In this civil case, his lawyer Chris Kise said in his opening statement that his team would refute the claims of inflating the value of his properties, noting that his client had "made a fortune literally about being right about real estate." Habba, meanwhile, clashed with the judge who cited a valuation last week of Trump's resort club at Mar-a-Lago, Florida, at $18 million, claiming it would go for at "least a billion" because of its ties to the former president.

The Trump campaign also distributed clips of James, who accused him in her lawsuit last year of perfecting the "art of the steal" in his real estate business. She ran for office vowing to take on Trump and they accused her of building a political career around prosecuting the former president.
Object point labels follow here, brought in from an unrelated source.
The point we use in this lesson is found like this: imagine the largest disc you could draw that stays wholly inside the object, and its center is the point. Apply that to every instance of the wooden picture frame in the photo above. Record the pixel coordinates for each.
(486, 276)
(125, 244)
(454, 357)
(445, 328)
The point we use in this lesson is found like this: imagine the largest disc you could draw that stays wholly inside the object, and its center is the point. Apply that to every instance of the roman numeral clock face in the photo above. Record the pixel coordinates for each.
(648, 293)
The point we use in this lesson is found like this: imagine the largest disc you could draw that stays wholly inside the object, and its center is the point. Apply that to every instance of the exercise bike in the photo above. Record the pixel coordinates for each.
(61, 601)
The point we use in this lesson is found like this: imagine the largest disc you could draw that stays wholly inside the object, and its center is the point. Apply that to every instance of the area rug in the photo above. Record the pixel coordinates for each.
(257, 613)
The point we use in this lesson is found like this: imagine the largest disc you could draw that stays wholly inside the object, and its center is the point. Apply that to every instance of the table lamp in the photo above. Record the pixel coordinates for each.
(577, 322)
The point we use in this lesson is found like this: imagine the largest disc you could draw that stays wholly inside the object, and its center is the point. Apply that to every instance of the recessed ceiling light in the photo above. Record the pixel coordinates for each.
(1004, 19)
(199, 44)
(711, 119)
In one campaign video, for instance, James warned that she would challenge Trump, whom she called an "illegitimate president," and slammed his policies on the environment, toward foreign dictators and on transgender rights. The comments by James, who sat behind Trump in court Monday, literally and figuratively looking over his shoulder, have raised the question of whether the ex-president, because of his fame and political profile, has been unfairly targeted among business titans in New York.

But Trump's legal fate in this and all the other cases will not be decided on campaign trails but in courtrooms. Then it will be up to voters to decide what they think of the verdicts.